Multi-Moment ADER-Taylor Methods for Systems of Conservation Laws with Source Terms in One Dimension
Seminar Room 1, Newton Institute
A new integration method combining the ADER time discretization with a multi-moment finite-volume framework is introduced. ADER runtime is reduced by performing only one Cauchy-Kowalewski (C-K) procedure per cell per time step, and by using the Differential Transform Method for high-order derivatives. Three methods are implemented: (1) single-moment WENO [WENO], (2) two-moment Hermite WENO [HWENO], and (3) entirely local multi-moment [MM-Loc]. MM-Loc evolves all moments, sharing the locality of Galerkin methods yet with a constant time step during p -refinement.
Five experiments validate the methods: (1) linear advection, (2) Burger's equation shock, (3) transient shallow-water (SW) , (4) steady-state SW simulation, and (5) SW shock. WENO and HWENO methods showed expected polynomial h -refinement convergence and successfully limited oscillations for shock experiments. MM-Loc showed expected polynomial h -refinement and exponential p -refinement convergence for linear advection and showed sub-exponential (yet super-polynomial) convergence with p -refinement in the SW case.

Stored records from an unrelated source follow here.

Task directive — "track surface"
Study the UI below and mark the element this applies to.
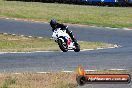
[0,19,132,88]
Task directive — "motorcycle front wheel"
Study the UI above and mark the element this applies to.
[58,39,68,52]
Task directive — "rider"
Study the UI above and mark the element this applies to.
[50,19,77,44]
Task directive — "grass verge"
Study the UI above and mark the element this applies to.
[0,70,129,88]
[0,0,132,28]
[0,34,113,52]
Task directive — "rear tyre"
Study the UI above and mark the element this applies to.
[58,39,68,52]
[74,43,80,52]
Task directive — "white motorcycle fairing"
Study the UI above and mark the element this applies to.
[52,28,75,50]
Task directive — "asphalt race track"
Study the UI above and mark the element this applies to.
[0,19,132,88]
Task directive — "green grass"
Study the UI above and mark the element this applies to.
[0,70,129,88]
[0,0,132,28]
[0,34,113,52]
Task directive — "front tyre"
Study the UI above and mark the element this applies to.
[58,39,68,52]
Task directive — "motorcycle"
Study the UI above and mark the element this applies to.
[52,28,80,52]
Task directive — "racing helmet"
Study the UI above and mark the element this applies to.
[50,19,57,28]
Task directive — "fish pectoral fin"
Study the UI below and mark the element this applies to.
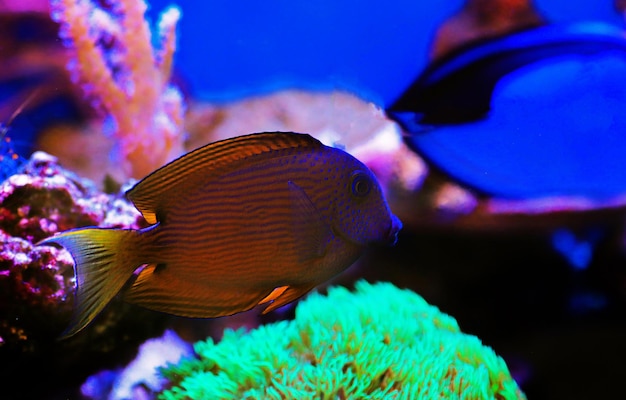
[287,181,333,263]
[259,284,315,314]
[259,286,289,304]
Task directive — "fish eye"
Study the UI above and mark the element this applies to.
[352,172,372,197]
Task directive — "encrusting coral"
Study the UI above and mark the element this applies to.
[0,152,165,398]
[51,0,184,178]
[160,281,525,400]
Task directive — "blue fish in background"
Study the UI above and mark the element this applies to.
[387,24,626,202]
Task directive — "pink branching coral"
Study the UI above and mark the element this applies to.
[51,0,184,178]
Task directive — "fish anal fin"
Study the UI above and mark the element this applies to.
[259,286,289,304]
[259,285,315,314]
[287,181,333,263]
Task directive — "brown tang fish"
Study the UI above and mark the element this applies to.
[40,132,402,336]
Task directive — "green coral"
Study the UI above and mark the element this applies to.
[160,281,525,400]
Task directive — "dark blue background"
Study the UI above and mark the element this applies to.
[149,0,621,105]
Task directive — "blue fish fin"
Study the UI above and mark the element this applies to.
[287,181,333,263]
[37,228,139,338]
[259,284,315,314]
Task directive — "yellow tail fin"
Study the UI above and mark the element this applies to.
[38,228,139,338]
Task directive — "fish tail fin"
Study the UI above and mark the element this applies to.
[38,228,140,339]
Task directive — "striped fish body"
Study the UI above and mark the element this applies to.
[40,133,401,334]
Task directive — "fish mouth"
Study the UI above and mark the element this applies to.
[387,214,402,246]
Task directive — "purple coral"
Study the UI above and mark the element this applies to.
[0,152,165,397]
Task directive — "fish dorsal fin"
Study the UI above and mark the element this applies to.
[126,132,323,224]
[287,181,333,263]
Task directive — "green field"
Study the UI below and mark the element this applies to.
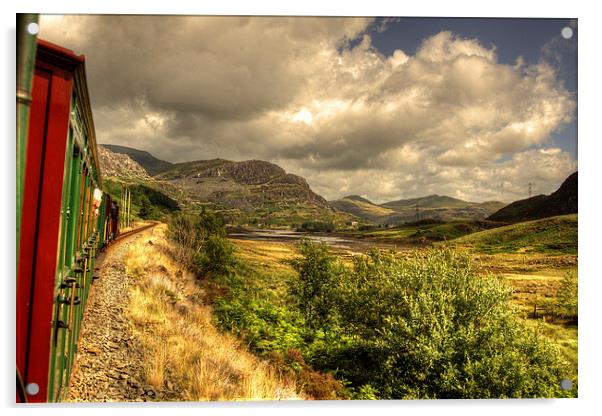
[450,214,577,256]
[172,211,578,399]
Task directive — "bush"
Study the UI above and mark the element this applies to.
[290,239,340,328]
[167,211,234,276]
[555,271,579,322]
[194,234,234,274]
[288,242,569,399]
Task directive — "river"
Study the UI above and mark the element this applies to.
[228,229,414,253]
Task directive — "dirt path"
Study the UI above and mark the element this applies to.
[66,231,161,402]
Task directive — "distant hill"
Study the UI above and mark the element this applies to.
[382,195,473,209]
[98,146,178,220]
[448,214,577,254]
[330,195,504,224]
[328,195,397,223]
[487,172,577,222]
[98,146,150,180]
[101,144,172,176]
[156,159,331,211]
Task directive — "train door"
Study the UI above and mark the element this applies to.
[16,63,73,402]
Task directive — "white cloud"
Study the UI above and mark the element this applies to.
[41,16,576,201]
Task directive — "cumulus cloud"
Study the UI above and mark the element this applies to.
[41,16,576,202]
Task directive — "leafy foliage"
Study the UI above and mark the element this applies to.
[293,242,568,399]
[167,211,234,276]
[556,271,579,322]
[291,239,341,327]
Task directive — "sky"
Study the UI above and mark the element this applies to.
[40,15,577,203]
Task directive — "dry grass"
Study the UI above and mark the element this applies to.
[126,225,302,401]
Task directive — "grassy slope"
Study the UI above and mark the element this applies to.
[126,226,300,401]
[451,214,577,255]
[349,221,493,244]
[226,215,578,394]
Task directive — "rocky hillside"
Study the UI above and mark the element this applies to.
[98,145,151,180]
[98,145,182,219]
[329,195,397,223]
[487,172,577,222]
[330,195,504,224]
[155,159,330,210]
[102,144,172,175]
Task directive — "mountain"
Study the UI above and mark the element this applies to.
[330,195,504,224]
[448,214,578,254]
[98,146,180,220]
[101,144,172,176]
[487,172,577,222]
[155,159,331,211]
[98,146,150,180]
[382,194,473,209]
[328,195,396,223]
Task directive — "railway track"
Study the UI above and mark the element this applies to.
[113,222,159,243]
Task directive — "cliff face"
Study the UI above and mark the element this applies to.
[98,145,151,180]
[156,159,330,209]
[102,144,172,175]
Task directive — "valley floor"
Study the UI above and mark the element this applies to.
[231,231,578,390]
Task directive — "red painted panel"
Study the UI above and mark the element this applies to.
[19,66,72,402]
[16,70,52,384]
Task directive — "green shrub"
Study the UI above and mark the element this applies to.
[290,239,340,328]
[167,211,234,276]
[194,234,234,274]
[288,242,568,399]
[555,271,579,322]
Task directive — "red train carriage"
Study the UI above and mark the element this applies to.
[16,35,118,402]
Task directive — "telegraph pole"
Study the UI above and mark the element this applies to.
[416,200,420,222]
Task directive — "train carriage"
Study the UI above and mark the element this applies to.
[16,20,118,402]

HWENO accuracy was generally equal to or better than a five-moment MM-Loc scheme. MM-Loc was less accurate than RKDG at lower refinements, but with greater h - and p -convergence, RKDG accuracy is eventually surpassed. The ADER time integrator of MM-Loc also proved more accurate with p -refinement at a CFL of unity than a semi-discrete RK analog of MM-Loc. Being faster in serial and requiring less frequent inter-node communication than Galerkin methods, the ADER-based MM-Loc and HWENO schemes can be spatially refined and have the same runtime, making them a competitive option for further investigation.